Figure 1.. FAPs Are Required for Efficient Skeletal Muscle Regeneration

(A-C) The effects of depletion of FAPs on skeletal muscle. (A) FACS plots showing the efficiency of ablating FAPs. (B) A 7-day time course examining the influence of FAP ablation on the noted cellular fractions following skeletal muscle injury in ablated (PDGFRα^CreER/+; R26^{NG/DTA or +/DTA}) and control mice (n = 5–6 [0 dpi], 4–5 [3 dpi], and 3 [5 and 7 dpi]). The large circles are magnified views of areas in the small circles at 0 dpi for each respective graph. (C) Immunofluorescence images of TA muscle cross sections from ablated and control mice corresponding to the time points in (B). Note the decrease in PDGFRα+ cells (punctate interstitial staining) in uninjured tissue from ablated mice and impaired myofiber necrosis and regeneration in the ablated tissue at 3 dpi and 7 dpi, respectively. (D-G) Histological analyses of skeletal muscle regeneration from ablated and control mice. (D) H&E staining of TA muscle cross sections from ablated and control mice at 7 and 14 dpi. (E-G) Myofiber cross-sectional area (CSA) plotted as discrete sizes (E, 7 dpi; and F, 14 dpi) and overall means (G) (n = 3). (H-K) Transplantation of FAPs into skeletal muscle of FAP-ablated mice to rescue regeneration impairment. (H) Experimental design of the transplantation experiments. (I) Immunofluorescent images showing GFP+ FAPs transplanted into the TA muscle. (J) Quantification of myofiber CSAs from each experimental group, shown as a line histogram (n = 3). (K) An empirical cumulative distribution function graph of all myofiber CSAs from the noted groups, with significance determined by a KS test (n = 681 [ablated] and 857 [ablated + FAPs]). Scale bars, 100 μm. Error bars represent ± SEM. *p ≤ 0.05, **p ≤ 0.01, ***p ≤ 0.001, ****p ≤ 0.0001.
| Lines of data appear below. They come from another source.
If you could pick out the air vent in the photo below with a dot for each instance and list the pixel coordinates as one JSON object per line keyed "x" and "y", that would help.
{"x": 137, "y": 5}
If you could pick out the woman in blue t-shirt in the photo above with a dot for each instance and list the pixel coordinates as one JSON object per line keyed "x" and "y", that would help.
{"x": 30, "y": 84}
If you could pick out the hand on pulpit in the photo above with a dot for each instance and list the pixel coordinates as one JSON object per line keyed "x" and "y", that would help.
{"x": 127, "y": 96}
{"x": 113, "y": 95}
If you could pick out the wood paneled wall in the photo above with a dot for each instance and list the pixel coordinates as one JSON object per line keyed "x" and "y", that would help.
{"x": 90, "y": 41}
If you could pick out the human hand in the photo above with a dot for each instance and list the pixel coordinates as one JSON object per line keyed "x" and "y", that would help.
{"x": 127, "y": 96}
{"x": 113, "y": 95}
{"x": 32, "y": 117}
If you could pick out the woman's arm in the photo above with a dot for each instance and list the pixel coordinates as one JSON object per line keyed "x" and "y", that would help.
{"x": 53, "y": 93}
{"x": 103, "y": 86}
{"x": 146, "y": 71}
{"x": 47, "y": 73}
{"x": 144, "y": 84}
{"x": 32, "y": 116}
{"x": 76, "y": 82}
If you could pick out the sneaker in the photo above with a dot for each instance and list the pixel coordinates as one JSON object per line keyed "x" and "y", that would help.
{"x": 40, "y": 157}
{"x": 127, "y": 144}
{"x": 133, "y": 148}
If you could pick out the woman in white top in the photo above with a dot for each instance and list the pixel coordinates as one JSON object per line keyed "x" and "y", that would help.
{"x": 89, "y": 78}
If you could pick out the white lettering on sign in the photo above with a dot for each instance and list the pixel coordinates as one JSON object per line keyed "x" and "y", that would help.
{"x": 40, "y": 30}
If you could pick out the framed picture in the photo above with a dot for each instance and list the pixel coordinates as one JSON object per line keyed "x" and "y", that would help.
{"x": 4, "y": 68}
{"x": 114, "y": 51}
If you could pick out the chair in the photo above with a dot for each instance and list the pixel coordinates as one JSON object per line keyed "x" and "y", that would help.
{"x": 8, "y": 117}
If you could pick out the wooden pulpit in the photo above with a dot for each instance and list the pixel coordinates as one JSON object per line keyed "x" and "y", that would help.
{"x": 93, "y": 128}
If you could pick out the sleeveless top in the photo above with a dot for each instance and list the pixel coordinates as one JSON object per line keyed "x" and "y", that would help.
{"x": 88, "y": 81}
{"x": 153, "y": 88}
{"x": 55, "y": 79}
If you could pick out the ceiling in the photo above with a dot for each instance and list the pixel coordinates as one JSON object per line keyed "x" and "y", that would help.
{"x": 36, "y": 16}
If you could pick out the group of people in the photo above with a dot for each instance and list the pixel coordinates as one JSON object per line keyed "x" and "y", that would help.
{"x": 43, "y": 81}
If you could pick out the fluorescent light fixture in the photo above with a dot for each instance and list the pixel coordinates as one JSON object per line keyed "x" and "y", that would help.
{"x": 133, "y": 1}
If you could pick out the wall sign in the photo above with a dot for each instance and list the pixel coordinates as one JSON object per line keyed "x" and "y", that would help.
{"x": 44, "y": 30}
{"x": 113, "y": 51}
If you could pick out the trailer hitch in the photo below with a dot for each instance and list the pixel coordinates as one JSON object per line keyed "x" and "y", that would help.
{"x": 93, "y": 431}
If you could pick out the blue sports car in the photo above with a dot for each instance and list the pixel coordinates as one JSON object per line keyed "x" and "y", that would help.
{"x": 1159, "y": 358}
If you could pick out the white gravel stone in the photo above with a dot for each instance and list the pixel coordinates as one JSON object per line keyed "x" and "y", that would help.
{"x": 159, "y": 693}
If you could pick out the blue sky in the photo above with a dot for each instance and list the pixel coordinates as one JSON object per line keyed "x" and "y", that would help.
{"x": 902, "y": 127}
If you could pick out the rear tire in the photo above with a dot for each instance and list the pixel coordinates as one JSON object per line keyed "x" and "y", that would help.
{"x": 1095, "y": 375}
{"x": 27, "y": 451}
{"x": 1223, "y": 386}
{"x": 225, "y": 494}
Figure 2.. FAPs Are Necessary for Long-Term Maintenance and Normal Growth of Skeletal Muscle

(A) Experimental design of the long-term FAP depletion experiments. (B) Assays used to test the effect of FAP depletion on the whole animal and the noted skeletal muscles. (C-F) Assessments of animal and muscle parameters (C, weight; D, lean mass; E, forelimb force; and F, hindlimb force) overtime before and after FAP depletion (n = 20–26 [pre-(Tam)], 17–24 [0.5 months], 6–9 [3 months], 5–9 [6 months], and 5–8 [9 months]). (G-N) Assessment of muscle parameters 0.5 and 9 months after FAP depletion. Wt., weight; Gast., gastrocnemius. n = 4 (G), n = 4–9 (H), n = 3–6 (I and J), and n = 3–5 (L and M). (K and N) Representative immunofluorescence images (K, 0.5 months; and N, 9 months) of TA cross-sections analyzed in bar graphs of (I)-(N). (O-Q) The consequence of FAP ablation on cellular fractions of skeletal muscle. (O and P) Representative FACS plots of (O) MuSCs and (P) FAPs 9 months after FAP ablation (quantified in Q). (Q) Quantification of mononuclear cell composition of skeletal muscle 9 months after FAP ablation (n = 4–6). (R-U) Assessment of muscle parameters (R, TA weight; S, TACSA; T, mean my ofiber CSA; and U, my ofiber CSA distribution)following localized FAP depletion in TA muscles. Impl, implant; Ctrl, control-PCL implants; Edx, endoxifen-PCL implants; CreER;DTA, PDGFRα^CreER;R26 ^{NG/DTA or +/DTA} mice. n = 5 (R-T) and n = 7 (U). (V) Representative immunofluorescent images of TA muscle cross-sections analyzed in (R)-(U). Ablated and control notations in (S)-(V) refer to TA muscles targeted with Edx-PCL from CreER;DTA mice and control mice, respectively. Scale bars, 200 μm. Error bars represent ± SEM. *p ≤ 0.05, **p ≤ 0.01,***p ≤ 0.001, ****p ≤ 0.0001.